Here’s a sign of the times: Ole Miss allows portable generators into the Grove for the first time because overuse of extension cords presented a safety hazard.
I think you know where this is going:
“In 2009, the news media disparaged University of Florida quarterback Tim Tebow for crying on the sidelines after losing a big game, even labeling him Tim ‘Tearbow,’” said psychologist Y. Joel Wong, PhD, the study’s lead author. “However, the college football players in our study who believed … crying was appropriate had higher self-esteem. In contrast, players who believed … crying was inappropriate yet felt they would likely cry in [that] situation had lower self-esteem.”
And, no, that’s not a link to The Onion. Sadly.
Because it’s dawning on us like it is on Brandon Boykin… the buffet is here for you.
If you’ve got an iPhone or iPad, you might want to check this out. I downloaded it yesterday, which means I’ve just started fooling around with it, but it looks promising. The database goes back to 2003 and it’s free, so it’s hard to complain too much.
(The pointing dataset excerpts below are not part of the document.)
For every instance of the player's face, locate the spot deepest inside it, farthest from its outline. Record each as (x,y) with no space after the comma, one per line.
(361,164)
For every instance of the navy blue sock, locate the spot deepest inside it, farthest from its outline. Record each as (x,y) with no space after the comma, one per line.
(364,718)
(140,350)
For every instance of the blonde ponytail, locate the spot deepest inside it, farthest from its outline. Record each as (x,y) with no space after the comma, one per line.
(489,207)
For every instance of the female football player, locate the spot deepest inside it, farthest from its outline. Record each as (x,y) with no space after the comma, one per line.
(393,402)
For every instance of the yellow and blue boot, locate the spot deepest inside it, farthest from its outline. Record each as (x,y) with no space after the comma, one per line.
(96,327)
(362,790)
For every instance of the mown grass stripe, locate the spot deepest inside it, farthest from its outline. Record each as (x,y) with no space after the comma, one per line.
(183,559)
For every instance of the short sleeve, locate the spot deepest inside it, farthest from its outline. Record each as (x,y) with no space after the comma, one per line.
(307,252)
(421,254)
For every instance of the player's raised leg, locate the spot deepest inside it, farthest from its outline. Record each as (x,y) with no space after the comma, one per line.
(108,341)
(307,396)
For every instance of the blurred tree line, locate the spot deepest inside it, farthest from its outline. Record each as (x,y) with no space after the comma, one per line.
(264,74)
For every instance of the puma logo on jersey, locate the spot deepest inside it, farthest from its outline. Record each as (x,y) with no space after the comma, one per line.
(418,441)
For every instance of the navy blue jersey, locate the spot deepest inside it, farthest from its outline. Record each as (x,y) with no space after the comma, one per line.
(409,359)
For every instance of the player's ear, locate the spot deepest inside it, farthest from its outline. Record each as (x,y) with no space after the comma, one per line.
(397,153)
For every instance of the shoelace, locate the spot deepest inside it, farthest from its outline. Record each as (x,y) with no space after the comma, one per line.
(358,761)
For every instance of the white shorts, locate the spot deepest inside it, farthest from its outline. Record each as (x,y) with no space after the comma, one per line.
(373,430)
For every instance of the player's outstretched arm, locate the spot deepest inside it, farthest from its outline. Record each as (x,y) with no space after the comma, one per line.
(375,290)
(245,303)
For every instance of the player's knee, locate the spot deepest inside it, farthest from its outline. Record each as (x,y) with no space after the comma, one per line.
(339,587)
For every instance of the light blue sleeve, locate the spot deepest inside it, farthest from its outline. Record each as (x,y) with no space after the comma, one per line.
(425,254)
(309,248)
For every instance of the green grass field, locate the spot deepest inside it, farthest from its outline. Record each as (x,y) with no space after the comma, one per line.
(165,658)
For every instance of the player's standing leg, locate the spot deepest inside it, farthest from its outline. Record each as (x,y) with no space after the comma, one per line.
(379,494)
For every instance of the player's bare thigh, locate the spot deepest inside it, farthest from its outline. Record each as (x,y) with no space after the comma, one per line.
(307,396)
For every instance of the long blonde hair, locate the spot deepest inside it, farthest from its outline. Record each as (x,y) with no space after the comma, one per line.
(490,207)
This really is the quintessential slow-news-day-in-college-football story.
Obvious musical accompaniment from The Move:
Remember Georgia’s first blackout debacle – the 2008 ‘Bama game? Most of us thought the rout in the first half occurred because Saban had his team well prepared and Richt’s team had its proverbial head somewhere else.
Wrong, wrong, wrong.
It was the chips (h/t Team Speed Kills). Not potato chips or poker chips, but “… tiny holographic patches worn on the skin at Chinese acupuncture points that, according to the company that supplied them to Etheridge, Sports With Alternatives To Steroids (S.W.A.T.S.), help the body maintain and replenish its energy supply.”
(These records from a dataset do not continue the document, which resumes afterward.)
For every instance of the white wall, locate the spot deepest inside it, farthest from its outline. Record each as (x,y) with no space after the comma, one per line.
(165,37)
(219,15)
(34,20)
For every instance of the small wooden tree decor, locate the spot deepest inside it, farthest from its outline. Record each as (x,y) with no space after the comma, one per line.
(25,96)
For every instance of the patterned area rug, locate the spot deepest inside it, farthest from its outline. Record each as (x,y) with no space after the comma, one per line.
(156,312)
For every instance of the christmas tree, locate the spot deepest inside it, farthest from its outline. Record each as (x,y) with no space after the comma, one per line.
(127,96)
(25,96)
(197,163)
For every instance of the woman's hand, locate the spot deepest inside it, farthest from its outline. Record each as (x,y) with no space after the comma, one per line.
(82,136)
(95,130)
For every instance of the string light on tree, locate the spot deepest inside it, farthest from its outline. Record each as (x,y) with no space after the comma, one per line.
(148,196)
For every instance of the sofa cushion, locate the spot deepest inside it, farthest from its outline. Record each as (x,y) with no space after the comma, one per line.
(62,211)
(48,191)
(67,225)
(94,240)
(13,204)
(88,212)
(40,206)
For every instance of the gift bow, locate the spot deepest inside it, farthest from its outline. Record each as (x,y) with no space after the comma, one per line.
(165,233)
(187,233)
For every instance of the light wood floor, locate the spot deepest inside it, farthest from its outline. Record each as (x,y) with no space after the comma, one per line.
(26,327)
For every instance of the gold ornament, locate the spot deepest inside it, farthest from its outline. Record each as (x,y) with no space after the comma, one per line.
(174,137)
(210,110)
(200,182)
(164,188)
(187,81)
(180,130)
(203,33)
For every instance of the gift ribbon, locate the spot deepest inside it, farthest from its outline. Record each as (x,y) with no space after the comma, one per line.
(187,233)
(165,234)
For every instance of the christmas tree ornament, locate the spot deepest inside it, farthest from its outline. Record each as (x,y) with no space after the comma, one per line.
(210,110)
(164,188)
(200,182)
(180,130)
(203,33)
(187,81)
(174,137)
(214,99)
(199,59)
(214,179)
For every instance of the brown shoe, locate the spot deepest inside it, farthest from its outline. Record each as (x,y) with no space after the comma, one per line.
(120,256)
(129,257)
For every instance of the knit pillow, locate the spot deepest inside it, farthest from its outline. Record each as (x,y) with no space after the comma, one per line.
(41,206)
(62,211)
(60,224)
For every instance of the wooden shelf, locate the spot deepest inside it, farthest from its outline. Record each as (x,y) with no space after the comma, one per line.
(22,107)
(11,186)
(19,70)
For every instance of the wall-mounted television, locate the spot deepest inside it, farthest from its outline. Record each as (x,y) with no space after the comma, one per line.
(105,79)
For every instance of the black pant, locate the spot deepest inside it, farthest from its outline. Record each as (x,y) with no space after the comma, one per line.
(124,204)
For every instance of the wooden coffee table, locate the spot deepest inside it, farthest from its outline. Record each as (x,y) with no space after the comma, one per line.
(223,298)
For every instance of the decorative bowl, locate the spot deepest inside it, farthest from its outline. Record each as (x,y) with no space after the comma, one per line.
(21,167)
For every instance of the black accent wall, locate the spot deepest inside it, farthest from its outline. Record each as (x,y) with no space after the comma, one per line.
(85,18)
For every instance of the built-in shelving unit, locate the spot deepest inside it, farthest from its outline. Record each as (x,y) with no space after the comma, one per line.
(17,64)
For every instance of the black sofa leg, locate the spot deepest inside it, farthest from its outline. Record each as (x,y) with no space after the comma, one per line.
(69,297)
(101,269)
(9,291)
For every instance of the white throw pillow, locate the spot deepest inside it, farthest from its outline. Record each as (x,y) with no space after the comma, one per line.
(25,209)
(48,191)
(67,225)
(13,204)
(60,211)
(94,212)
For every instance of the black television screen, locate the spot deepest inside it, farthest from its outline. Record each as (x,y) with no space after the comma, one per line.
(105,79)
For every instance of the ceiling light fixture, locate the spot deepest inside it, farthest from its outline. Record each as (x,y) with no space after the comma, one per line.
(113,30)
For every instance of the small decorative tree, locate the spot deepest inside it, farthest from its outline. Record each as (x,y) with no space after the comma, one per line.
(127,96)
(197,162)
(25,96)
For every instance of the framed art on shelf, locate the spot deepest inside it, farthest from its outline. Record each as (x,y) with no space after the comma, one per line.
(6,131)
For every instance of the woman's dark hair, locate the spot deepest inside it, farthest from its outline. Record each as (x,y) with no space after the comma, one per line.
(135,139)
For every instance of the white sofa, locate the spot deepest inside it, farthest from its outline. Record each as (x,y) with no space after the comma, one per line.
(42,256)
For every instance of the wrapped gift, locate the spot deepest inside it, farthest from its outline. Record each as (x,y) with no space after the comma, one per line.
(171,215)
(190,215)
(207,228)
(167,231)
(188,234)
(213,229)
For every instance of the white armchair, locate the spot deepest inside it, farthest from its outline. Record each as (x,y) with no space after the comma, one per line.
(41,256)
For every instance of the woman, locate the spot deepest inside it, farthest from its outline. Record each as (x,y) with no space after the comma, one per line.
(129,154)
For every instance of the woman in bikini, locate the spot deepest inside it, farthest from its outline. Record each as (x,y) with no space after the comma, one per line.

That may sound like bunk to you or me, but follow this.
… Both coaches were unsure of Ross and the technology. It took several months of texting before Ross would gain their trust. But it was an unexpected display on the college level that jolted S.W.A.T.S. into NFL locker rooms.
On September 27, 2008, No. 10 Alabama went on the road to take on No. 3 Georgia.
“Tonight Alabama is going to triple chip against Georgia and beat the ever living s— out of them,” Ross texted Lynn. “And the chips are going to be the reason why.”
A few months earlier, Ross says he passed along his chips to some University of Alabama student-athletes. One of those was star running back Glen Coffee, who says he did try them. According to Ross, some members of the Crimson Tide football team were wearing the chips the night they took on Georgia, which went into the season ranked No. 1. (Reached by phone, Alabama sports information director Jeff Purinton told ThePostGame.com, “Alabama has nothing to do with this guy.”)
By halftime, the Crimson Tide was rolling over Georgia, 31-0.
“Okay prophet,” Lynn texted back to Ross, “you have my attention.”
That’s what you have to love about America. This, too.
… The University of Alabama sent a letter to Ross in 2009 ordering him to avoid contact with all of its student-athletes. So he decided to leave the college ranks and focus on the NFL.
Enter Christopher Key. He met Ross through the personal training business in Birmingham. Key has a degree in kinesiology and has owned gyms. Ross introduced him to the chips in 2008, but Key was skeptical. “I thought he was crazy like everyone else did,” Key says. But after researching and testing them, he got on board. Key, an Alabama grad, became the college arm of S.W.A.T.S. Key pitched the chips under a different name, “Mojo,” and says he tried to get his alma mater to consider officially using the chips as a team, but to no avail.
So Ross and Key decided to show Alabama the hard way that the technology worked by taking it to the Crimson Tide’s biggest rival.
Key says an Auburn booster introduced him to several team doctors. After hearing about the technology, they approved the use on several players, including Zac Etheridge. That was in July 2010 — and the players-only meeting soon followed. Many players began wearing the chips. Auburn kept winning.